Alle eingereichten Studien und andere Informationen, die die EFSA bei ihren Zulassungsentscheidungen einbezogen hat, sollen dann öffentlich gemacht werden, sobald der Zulassungsantrag grundsätzlich zur Prüfung akzeptiert wurde. Das ist sehr früh im Verfahren und somit rechtzeitig, damit auch unabhängige Wissenschaftlerinnen und Wissenschaftler die Daten prüfen können. Die Berichterstatterin Renate Sommer von der CDU hatte versucht, auf Druck der Industrielobby diesen Zeitpunkt auf nach der erfolgten Prüfung durch die EFSA, also fast ganz am Ende des Verfahrens, zu verschieben, was eine unabhängige und öffentliche Prüfung fast unmöglich gemacht hätte. Das hat das Parlament mit den Stimmen von Sozialdemokraten, Liberalen, Grünen und Linken abgelehnt.
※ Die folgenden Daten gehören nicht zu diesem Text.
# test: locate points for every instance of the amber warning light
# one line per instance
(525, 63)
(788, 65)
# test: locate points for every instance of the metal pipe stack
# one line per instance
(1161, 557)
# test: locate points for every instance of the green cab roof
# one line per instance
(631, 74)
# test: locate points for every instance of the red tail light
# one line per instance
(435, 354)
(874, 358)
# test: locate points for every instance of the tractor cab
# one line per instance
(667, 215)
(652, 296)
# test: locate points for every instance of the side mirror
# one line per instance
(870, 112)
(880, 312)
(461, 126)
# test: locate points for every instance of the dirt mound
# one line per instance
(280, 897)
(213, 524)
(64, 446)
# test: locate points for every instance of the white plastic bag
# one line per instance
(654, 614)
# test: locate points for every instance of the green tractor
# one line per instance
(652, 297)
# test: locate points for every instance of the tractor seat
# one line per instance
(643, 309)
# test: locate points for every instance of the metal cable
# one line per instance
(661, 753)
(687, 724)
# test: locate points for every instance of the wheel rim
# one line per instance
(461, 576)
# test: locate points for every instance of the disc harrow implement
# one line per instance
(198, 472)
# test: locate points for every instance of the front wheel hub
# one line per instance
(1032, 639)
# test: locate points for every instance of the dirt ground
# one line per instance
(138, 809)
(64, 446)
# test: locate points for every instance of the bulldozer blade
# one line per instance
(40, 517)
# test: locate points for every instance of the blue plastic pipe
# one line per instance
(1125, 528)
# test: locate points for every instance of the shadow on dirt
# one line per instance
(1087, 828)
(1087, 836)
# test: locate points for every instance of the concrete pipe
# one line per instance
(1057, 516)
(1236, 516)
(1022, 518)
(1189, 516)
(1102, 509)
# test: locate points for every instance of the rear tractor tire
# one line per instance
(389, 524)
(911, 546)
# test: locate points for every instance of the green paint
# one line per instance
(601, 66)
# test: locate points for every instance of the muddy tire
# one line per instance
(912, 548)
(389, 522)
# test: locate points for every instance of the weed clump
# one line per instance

Wir konnten auch verhindern, dass die Liste der Ausnahmegründe, mit denen die Hersteller eine Veröffentlichung mit Hinweis auf Geschäftsgeheimnisse verhindern können, nicht wie von den Konservativen vorgeschlagen vollständig geöffnet wird. Vielmehr gibt es klare und begrenzte Kriterien. Zentral ist auch, dass die Beweislast zu den Geheimhaltungsgründen allein bei den Unternehmen liegt, und nicht bei der EFSA, wie von den Konservativen beantragt. Das hätte die EFSA überfordert und so eine inflationäre Nutzung dieser Ausnahmen wahrscheinlicher gemacht.
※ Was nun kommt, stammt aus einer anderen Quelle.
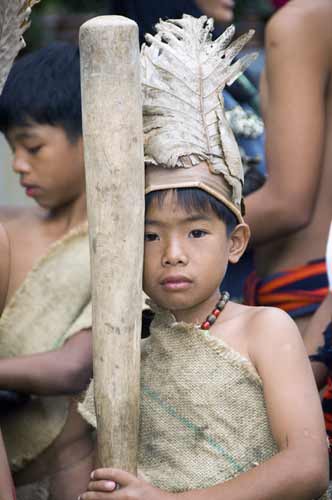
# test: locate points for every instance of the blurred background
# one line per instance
(60, 20)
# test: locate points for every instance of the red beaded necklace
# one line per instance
(206, 325)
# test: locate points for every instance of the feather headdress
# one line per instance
(14, 20)
(183, 75)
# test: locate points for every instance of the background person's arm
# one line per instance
(313, 338)
(296, 75)
(6, 485)
(67, 370)
(4, 266)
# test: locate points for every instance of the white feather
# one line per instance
(14, 20)
(183, 75)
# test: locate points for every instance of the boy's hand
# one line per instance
(115, 484)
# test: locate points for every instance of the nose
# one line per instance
(174, 254)
(20, 162)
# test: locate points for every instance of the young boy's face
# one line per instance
(50, 166)
(186, 256)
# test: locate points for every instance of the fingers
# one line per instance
(121, 477)
(102, 485)
(93, 495)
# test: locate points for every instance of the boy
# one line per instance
(229, 408)
(45, 343)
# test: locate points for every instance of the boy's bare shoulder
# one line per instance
(17, 214)
(270, 328)
(298, 19)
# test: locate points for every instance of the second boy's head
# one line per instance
(40, 115)
(190, 237)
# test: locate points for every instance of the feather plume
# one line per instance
(183, 75)
(14, 20)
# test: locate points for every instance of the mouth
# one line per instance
(177, 282)
(229, 4)
(30, 190)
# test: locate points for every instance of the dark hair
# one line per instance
(44, 87)
(195, 199)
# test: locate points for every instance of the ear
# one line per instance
(238, 241)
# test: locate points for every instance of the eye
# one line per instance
(197, 233)
(151, 237)
(34, 150)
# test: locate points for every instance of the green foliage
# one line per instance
(71, 6)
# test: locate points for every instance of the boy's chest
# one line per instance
(27, 247)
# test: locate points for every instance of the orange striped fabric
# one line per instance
(298, 291)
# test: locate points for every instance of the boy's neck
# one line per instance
(198, 314)
(70, 215)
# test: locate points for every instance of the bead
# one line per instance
(211, 319)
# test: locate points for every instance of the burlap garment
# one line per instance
(203, 415)
(51, 305)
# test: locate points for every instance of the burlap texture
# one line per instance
(52, 304)
(203, 415)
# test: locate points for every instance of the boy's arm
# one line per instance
(296, 74)
(66, 370)
(300, 469)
Gemäß des Beschlusses des Parlaments soll die EFSA nun auch die Möglichkeit bekommen, eigene Studien in Auftrag zu geben, schon wenn es gegensätzliche wissenschaftliche Einschätzungen gibt. Auch hier haben wir den Kommissionsvorschlag deutlich verbessern können, der dies nur in Ausnahmefällen vorgesehen hatte. Diese Studien sollen dann auch aus einem Fonds bezahlt werden, der von der Herstellern gefüllt, aber vollständig von der EFSA kontrolliert wird. Das war eine zentrale Forderung von uns Grünen aber auch von vielen NGOs, um unabhängige Studien zu gewährleisten und Interessenskonflikte der beauftragten Labore zu verhindern.
Damit war diese Abstimmung bis auf einige wenige Ausnahmen ein großer Erfolg für eine echte Transparenz im Zulassungssystem. Der Versuch der Berichterstatterin und der EVP-Fraktion, auf Druck der Industrie den Entwurf so zu ändern, dass letztlich sogar weniger Transparenz das Ergebnis gewesen wäre, ist gescheitert. Konsequenterweise ist Renate Sommer (CDU) dann auch von ihrer Rolle als Berichterstatterin des gesamten Parlaments zurückgetreten.
Weitere Details finden sich in diesem Briefing meines Kollegen Martin Häusling, der die Verhandlungen für uns Grüne im Umweltausschuss geführt hat: https://www.martin-haeusling.eu/images/181211_Briefing_Haeusling_GFL_Transparenz_u_Nachhaltigkeit_der_EU-Risikobewertung_in_der_Lebensmittelkette_Dez_2018.pdf
Als nächster Schritt geht dieses starke Mandat nun in die “Trilog”-Verhandlungen mit den Mitgliedsländern und der EU-Kommission. Wir drängen darauf, dass diese noch vor den Europawahlen abgeschlossen wird. Die EVP-Fraktion hat allerdings schon angekündigt, dass sie daran kein Interesse hat und die Reform trotz des starken Votums des Parlaments auf die lange Bank schieben will. Wir werden uns dafür stark machen, dass das nicht passiert.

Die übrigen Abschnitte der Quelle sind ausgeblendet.